¿Y si aprendemos un poco de Haaland?
Hay futbolistas que parecen vivir con el peso del mundo sobre los hombros. Y luego está Erling Haaland.
Uno de los delanteros más temidos del planeta. Un hombre de casi dos metros de estatura, más de noventa kilos de músculo y una potencia que justifica el apodo de Cyborg. Un jugador que pulveriza récords, que juega en la liga más exigente del mundo y que, sin embargo, habla del futbol con la naturalidad de quien todavía recuerda por qué empezó a jugar.
Quizá esa sea una de las sorpresas más agradables que ha dejado este Mundial. Mientras muchos llegan consumidos por la presión, Noruega parece haber aterrizado con otra filosofía. Haaland lo resumió mejor que cualquier analista: Inglaterra carga con la obligación de ganar; ellos llegaron para disfrutar. No es una frase menor.
En un deporte donde todo se mide en estadísticas, contratos millonarios, algoritmos y probabilidades, alguien decidió recordar que el futbol sigue siendo un juego.

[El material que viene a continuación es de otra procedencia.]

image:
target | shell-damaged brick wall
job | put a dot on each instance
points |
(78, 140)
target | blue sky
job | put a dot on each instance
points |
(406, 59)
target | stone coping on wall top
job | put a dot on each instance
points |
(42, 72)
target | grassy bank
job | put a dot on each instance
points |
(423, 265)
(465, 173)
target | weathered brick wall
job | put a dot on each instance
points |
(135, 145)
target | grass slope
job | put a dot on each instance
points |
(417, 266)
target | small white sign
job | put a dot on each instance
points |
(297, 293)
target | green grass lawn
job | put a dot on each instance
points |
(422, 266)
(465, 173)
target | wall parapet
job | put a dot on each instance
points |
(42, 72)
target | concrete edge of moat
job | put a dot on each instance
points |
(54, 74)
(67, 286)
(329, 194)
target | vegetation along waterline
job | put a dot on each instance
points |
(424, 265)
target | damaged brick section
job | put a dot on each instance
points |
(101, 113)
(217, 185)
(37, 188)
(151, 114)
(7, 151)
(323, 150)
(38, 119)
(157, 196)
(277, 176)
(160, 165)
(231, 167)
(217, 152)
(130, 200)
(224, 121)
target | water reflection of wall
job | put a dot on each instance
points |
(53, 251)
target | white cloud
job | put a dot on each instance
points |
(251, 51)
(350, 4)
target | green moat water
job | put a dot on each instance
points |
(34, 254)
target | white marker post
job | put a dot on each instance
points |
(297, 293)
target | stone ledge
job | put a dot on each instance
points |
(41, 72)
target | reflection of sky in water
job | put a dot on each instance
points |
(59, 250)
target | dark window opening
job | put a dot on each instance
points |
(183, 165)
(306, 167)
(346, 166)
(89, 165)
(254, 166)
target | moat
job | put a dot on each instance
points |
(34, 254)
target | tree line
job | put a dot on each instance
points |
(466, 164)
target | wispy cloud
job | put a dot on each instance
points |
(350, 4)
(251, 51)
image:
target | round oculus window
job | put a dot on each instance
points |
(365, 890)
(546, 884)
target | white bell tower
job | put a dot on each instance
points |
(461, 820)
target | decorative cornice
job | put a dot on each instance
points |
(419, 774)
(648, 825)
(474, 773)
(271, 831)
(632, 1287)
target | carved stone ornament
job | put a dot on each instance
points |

¡Y vaya que se nota! Noruega no disputaba un Mundial desde hace casi tres décadas. En la última ocasión también estuvo ahí Alf Inge Haaland, el padre de Erling. Hoy la historia parece cerrar un círculo: una nueva generación de noruegos ha devuelto al país a la élite futbolística.
Pero lo interesante no es únicamente el resultado. Es la manera.
Durante años nos acostumbramos a asociar el jogo bonito con Brasil. Aquella selección que parecía bailar mientras jugaba. Que convertía la alegría en estrategia. Hace tiempo que ese futbol desapareció.
Curiosamente, quienes hoy parecen divertirse más no son los brasileños, sino unos vikingos criados entre nieve, fiordos y noches interminables. Corren, presionan, pelean cada balón… pero también sonríen. Y eso se contagia.
Fuera de la cancha, Haaland tampoco encaja con la imagen del deportista construido por un departamento de mercadotecnia. Es obsesivo con el descanso, la alimentación y el entrenamiento, pero conserva una espontaneidad poco común.
Puede aparecer utilizando una exclusiva colección de Nike inspirada en los refrescos mexicanos Jarritos, declarar su simpatía por México o bromear con absoluta naturalidad durante una entrevista.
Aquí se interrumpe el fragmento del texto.